#さいごの、きゅう
例えば。
今、リンゴが欲しい。リンゴを買いたい。
なのにどこにもリンゴが売ってない。
探し回ってようやく売ってるところを見つけたら、なんとお値段一個十万円! えええー!!!
そんな時横から、こちらのリンゴは一個千円ですよ。百分の一です! お安いでしょう?
百分の一なの! 安い! 千円なら買える!
………でもよくよく考えたらリンゴ一個千円もおかしくない?
結婚という一個十万円のリンゴを前にして、ルームシェアという一個千円のリンゴを買ってしまった。

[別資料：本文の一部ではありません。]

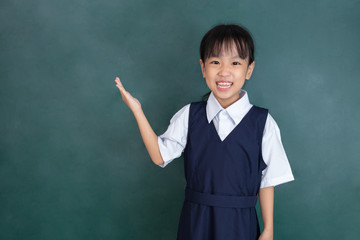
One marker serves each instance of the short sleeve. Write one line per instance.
(173, 141)
(278, 169)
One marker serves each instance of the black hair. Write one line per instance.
(212, 43)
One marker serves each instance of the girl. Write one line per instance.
(232, 149)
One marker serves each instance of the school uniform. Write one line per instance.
(229, 154)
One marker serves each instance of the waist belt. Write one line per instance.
(220, 200)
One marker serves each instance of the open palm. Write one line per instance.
(130, 101)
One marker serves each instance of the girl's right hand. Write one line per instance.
(130, 101)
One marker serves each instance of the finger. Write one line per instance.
(119, 82)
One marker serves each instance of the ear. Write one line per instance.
(250, 70)
(202, 68)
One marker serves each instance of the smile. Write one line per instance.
(223, 85)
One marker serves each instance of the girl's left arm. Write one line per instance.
(266, 198)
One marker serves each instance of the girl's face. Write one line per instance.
(225, 75)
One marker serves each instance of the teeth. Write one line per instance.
(227, 84)
(224, 85)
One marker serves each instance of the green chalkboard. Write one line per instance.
(72, 161)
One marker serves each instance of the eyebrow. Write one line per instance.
(233, 57)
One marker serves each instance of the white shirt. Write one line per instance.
(172, 143)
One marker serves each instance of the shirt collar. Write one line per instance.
(235, 110)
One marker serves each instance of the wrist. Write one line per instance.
(268, 230)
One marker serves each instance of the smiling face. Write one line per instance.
(226, 74)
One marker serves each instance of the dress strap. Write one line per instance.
(220, 200)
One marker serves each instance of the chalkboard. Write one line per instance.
(72, 161)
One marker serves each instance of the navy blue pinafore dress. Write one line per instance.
(222, 178)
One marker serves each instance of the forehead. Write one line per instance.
(226, 48)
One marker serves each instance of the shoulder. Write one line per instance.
(181, 114)
(261, 109)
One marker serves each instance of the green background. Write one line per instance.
(72, 161)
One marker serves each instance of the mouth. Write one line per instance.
(223, 85)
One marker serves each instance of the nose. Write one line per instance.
(224, 70)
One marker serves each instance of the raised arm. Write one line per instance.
(148, 135)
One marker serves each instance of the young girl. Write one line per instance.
(232, 149)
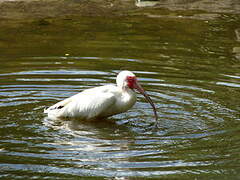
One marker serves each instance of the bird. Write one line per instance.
(102, 101)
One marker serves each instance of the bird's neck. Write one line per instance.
(128, 95)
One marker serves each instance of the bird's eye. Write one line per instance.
(131, 80)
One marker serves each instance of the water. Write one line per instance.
(191, 74)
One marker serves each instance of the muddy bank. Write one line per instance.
(25, 9)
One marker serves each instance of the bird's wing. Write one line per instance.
(86, 105)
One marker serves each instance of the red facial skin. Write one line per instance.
(133, 84)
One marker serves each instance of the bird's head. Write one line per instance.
(128, 80)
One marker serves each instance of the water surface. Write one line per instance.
(186, 65)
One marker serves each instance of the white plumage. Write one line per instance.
(100, 102)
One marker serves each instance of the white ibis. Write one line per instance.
(102, 101)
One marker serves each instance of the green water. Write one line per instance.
(186, 65)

あれ? でも、そもそもあたし最初っからリンゴ欲しがってなんかいないよ?
………騙されてる………?
高尾紅葉の4冊目は。
画家を目指す少女は、あれこれ技術に拘って本質を見失っていたことに気付いて。素直に描きたいものを、感動をそのままに描くことを思い出して。当たり前すぎて意識もしなかったことに気付かされて、そうしてまた絵を描き始める。

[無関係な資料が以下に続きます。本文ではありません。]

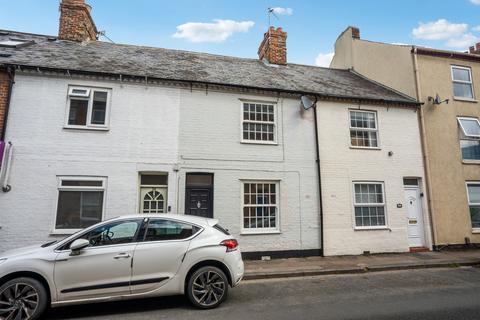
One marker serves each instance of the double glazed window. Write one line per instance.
(473, 189)
(363, 129)
(462, 82)
(260, 205)
(369, 203)
(87, 107)
(469, 138)
(80, 202)
(258, 122)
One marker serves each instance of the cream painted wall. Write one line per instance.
(391, 65)
(448, 172)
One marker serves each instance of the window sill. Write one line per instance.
(471, 161)
(371, 228)
(258, 232)
(366, 148)
(86, 128)
(465, 99)
(272, 143)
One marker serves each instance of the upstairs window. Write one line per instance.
(469, 134)
(462, 82)
(363, 129)
(87, 107)
(259, 123)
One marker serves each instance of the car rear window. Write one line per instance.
(221, 229)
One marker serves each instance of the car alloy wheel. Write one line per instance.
(208, 287)
(18, 301)
(22, 299)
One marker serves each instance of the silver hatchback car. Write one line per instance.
(123, 258)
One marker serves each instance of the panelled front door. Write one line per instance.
(415, 217)
(199, 194)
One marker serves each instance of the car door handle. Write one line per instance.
(122, 256)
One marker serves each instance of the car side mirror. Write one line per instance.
(78, 245)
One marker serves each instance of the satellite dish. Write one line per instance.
(307, 103)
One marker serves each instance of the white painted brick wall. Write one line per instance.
(143, 136)
(399, 133)
(148, 127)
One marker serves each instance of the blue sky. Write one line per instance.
(236, 27)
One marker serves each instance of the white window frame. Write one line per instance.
(463, 82)
(355, 204)
(90, 91)
(275, 121)
(247, 231)
(463, 136)
(60, 188)
(363, 129)
(463, 129)
(468, 183)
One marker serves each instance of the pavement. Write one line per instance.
(312, 266)
(427, 294)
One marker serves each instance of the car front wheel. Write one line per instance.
(22, 299)
(207, 287)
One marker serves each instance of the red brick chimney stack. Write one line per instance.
(274, 46)
(76, 23)
(475, 49)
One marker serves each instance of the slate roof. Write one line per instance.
(168, 64)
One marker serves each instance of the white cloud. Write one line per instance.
(324, 59)
(217, 31)
(282, 11)
(463, 41)
(439, 30)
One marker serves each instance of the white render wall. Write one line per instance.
(163, 129)
(341, 165)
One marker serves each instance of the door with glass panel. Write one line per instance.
(153, 193)
(199, 194)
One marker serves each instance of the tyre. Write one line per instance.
(207, 288)
(22, 299)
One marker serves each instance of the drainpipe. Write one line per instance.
(319, 177)
(11, 75)
(421, 121)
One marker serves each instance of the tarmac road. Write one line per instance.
(452, 293)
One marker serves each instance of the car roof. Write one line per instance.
(182, 217)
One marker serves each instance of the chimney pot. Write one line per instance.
(76, 23)
(274, 46)
(355, 32)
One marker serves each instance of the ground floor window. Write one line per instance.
(473, 189)
(80, 202)
(153, 192)
(260, 205)
(369, 203)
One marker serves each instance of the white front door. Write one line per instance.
(415, 217)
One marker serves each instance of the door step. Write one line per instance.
(419, 249)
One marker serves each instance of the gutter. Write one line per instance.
(413, 104)
(11, 75)
(320, 200)
(423, 140)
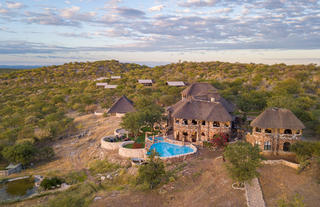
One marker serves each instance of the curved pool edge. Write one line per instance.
(131, 153)
(182, 156)
(179, 143)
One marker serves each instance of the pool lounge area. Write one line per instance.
(166, 149)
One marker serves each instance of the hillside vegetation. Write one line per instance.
(34, 103)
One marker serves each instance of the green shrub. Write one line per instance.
(23, 153)
(151, 174)
(76, 177)
(49, 183)
(102, 166)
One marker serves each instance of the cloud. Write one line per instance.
(156, 8)
(129, 12)
(14, 5)
(69, 12)
(198, 3)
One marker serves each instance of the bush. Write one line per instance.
(219, 140)
(76, 177)
(102, 166)
(23, 153)
(151, 174)
(80, 196)
(49, 183)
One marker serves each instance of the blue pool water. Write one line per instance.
(157, 138)
(166, 149)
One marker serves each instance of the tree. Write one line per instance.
(23, 153)
(152, 173)
(243, 160)
(152, 114)
(133, 122)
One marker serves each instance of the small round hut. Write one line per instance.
(275, 130)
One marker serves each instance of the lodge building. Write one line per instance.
(275, 130)
(200, 114)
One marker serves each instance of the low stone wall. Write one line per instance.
(283, 162)
(120, 132)
(110, 145)
(131, 153)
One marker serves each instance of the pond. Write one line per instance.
(17, 189)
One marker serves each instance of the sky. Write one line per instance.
(154, 32)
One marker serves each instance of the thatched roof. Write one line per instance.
(145, 81)
(277, 118)
(175, 83)
(215, 96)
(200, 110)
(122, 105)
(198, 89)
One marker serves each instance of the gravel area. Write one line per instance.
(254, 194)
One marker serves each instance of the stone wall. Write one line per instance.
(110, 145)
(132, 153)
(276, 140)
(199, 131)
(282, 162)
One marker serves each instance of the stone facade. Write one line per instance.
(274, 140)
(198, 131)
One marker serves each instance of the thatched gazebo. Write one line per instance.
(122, 106)
(275, 129)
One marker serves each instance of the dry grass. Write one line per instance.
(281, 182)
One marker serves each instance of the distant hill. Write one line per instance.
(20, 66)
(34, 103)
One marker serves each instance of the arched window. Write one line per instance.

気付くきっかけをくれるのが、ヴァイオリンでプロを目指す男の子で。既に海外のコンクールなんかでも活躍しちゃってるけど、やっぱり競争に疲れてて。その男の子も、主人公に会って、自分がただ音楽が好きでヴァイオリンを弾き始めたことを思い出す。
お互い原点を確認して、考えすぎてぐちゃぐちゃに絡まって見えなくなってた芯の部分を、絡まった糸を断ち切ることで取り出した。そして、それぞれの道で頑張ろうって、エールを送って、……そのまま別れちゃうんだな。男の子は音楽で留学しちゃうし。主人公は日本で美術専科の高校に進学だし。恋愛要素は、予感だけ残して発展せず。

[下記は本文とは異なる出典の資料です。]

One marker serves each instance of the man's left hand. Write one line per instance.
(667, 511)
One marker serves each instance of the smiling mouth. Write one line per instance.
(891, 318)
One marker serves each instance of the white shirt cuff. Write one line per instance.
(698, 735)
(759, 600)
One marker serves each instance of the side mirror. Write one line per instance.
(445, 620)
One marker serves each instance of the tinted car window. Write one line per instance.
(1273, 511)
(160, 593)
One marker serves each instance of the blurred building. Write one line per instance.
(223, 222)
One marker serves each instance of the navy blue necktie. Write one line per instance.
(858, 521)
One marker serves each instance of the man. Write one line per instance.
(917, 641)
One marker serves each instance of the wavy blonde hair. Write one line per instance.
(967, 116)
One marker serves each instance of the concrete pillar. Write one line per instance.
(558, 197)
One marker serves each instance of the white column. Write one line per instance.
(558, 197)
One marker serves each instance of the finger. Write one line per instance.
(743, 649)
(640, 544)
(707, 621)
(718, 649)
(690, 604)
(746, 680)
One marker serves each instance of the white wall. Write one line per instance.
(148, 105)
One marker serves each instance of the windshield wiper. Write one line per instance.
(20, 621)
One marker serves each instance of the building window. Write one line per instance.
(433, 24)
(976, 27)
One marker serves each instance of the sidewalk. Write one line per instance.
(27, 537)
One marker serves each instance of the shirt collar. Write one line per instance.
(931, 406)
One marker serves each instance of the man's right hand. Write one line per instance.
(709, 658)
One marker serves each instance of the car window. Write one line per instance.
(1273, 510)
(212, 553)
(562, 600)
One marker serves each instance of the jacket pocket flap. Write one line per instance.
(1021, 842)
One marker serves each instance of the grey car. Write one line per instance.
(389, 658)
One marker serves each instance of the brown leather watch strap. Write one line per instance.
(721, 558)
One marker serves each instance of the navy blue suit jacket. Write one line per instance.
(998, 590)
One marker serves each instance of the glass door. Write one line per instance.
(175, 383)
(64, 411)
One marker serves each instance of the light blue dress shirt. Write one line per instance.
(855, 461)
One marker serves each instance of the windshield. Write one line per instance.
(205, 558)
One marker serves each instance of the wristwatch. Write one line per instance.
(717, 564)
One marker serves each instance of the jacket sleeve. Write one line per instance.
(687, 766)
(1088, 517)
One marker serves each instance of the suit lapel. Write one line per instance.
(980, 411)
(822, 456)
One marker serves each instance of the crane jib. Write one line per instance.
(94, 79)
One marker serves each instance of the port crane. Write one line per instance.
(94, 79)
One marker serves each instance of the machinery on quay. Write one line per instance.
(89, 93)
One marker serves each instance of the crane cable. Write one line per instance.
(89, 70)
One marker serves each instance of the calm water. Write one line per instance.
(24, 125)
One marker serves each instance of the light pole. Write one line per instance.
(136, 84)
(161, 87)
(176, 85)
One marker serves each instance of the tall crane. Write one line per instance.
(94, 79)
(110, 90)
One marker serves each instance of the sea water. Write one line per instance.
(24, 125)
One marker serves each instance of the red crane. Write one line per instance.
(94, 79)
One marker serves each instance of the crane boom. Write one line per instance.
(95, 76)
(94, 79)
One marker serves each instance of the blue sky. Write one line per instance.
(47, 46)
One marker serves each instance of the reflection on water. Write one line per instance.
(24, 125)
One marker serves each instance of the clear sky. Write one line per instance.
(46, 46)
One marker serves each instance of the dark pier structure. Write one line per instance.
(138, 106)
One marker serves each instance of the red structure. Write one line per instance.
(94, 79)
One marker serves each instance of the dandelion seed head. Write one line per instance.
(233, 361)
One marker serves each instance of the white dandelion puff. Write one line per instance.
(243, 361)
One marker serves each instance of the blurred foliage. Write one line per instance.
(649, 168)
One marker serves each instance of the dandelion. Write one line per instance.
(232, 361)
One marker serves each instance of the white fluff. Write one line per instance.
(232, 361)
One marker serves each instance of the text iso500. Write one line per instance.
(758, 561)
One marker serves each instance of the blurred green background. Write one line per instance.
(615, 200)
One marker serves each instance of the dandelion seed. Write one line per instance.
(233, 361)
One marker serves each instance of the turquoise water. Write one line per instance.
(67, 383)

でも最後、男の子のソロデビューCDのジャケットを、主人公が描くってゆーエピローグがついた。
最後の1冊は、今までの3冊と違って、主人公をギリギリまで追い詰める自己否定じゃない。否定するだけじゃない、自分が自分を認めるっていう部分を丁寧に描写してた。
身に付けた技術は無駄じゃない、多彩な表現が出来るようになったんだ。コンクールのための勉強は、楽曲の理解を深めるのにも必要だ。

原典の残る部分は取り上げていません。